O processo n. 01397-2006-018-04-00-7 tratava-se de uma ação anulatória ajuizada pela ora ré contra a União Federal, com o objetivo de anular o auto de infração n. 004059280, lavrado em 11 de setembro de 2000, em virtude da empresa "não efetuar o pagamento mensal integral dos salários devidos até o quinto dia útil subsequente ao vencido", já que deixava de pagar aos seus empregados as seguintes verbas de natureza salarial: hora reduzida noturna, gratificação de função dos gerentes, quebra de caixa e horas à disposição da empresa (doc. 2).

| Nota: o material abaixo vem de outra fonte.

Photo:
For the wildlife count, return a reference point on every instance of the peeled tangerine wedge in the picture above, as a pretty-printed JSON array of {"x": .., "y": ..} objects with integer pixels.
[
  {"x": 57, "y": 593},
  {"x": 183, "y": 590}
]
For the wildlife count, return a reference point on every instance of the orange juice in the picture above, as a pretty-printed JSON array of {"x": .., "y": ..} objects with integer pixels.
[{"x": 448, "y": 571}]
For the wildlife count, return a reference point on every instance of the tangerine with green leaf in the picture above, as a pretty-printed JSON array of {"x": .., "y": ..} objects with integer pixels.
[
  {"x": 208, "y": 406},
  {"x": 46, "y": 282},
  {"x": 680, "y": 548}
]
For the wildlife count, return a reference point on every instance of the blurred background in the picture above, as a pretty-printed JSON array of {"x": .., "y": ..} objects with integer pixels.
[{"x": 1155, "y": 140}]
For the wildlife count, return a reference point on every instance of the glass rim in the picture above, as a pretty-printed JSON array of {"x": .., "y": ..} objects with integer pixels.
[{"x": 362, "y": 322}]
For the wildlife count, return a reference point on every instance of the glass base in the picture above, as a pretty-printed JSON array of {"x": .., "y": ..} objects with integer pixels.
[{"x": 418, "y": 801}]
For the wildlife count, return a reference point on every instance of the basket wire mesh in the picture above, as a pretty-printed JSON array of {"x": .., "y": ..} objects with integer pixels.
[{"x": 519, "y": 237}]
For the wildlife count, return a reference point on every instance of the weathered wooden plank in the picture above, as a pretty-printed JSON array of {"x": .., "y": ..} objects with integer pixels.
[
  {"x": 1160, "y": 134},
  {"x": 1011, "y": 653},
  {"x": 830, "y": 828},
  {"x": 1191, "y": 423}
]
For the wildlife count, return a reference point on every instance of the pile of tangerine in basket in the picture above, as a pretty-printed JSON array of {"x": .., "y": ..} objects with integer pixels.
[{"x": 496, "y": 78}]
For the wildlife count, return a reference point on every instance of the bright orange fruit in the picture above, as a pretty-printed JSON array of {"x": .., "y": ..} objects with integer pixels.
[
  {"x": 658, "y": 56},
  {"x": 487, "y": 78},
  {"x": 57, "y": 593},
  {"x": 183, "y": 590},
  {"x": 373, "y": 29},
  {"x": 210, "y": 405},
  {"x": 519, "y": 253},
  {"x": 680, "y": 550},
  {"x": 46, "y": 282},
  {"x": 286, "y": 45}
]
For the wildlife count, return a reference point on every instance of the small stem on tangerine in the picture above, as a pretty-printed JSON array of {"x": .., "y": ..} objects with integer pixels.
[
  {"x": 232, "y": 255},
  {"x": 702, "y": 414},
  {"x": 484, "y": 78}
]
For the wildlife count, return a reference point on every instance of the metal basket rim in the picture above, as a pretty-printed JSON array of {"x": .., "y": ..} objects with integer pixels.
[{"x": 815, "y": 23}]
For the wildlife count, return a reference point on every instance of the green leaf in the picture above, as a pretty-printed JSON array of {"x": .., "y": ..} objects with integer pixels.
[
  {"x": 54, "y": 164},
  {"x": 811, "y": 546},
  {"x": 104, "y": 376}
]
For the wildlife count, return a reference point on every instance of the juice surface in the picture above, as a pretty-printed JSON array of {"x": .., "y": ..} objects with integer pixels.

O Auditor do Ministério do Trabalho e Emprego, no campo "histórico" do auto de infração, explicou detalhadamente o procedimento adotado pela empresa:

d) (horas à disposição da empresa, impagas) o estabelecimento contratualmente exige, de seus empregados não gerentes, carga de trabalho semanal mínima de 18 h e máxima de 44 h, podendo ser prorrogada e compensada. Dessa forma, o empregado, desde sua admissão, fica 44h semanais à disposição do empregador, esteja ou não no efetivo exercício de atividade laboral no estabelecimento. No entanto, o empregador paga apenas as horas efetivamente laboradas (salário-base do horista), por ele limitadas (em geral, inferiores a 44 h semanais, ou mesmo a 36 h semanais), acrescidas do reflexo do descanso semanal remunerado e de adicional noturno e reflexos, se for o caso, adotando como norma administrativa procedimental, a jornada variável, que não se confunde com o instituto legalmente previsto da jornada compensável, conforme narrado no auto de infração DRT/RS n. 00405927-1 (capitulação: art. 468, caput, da Consolidação das Leis do Trabalho). Como consequência, a autuada encontra-se em débito salarial para com seus empregados, pela diferença das horas impagas (mais reflexos) que esses trabalhadores colocam contratualmente à disposição da empresa.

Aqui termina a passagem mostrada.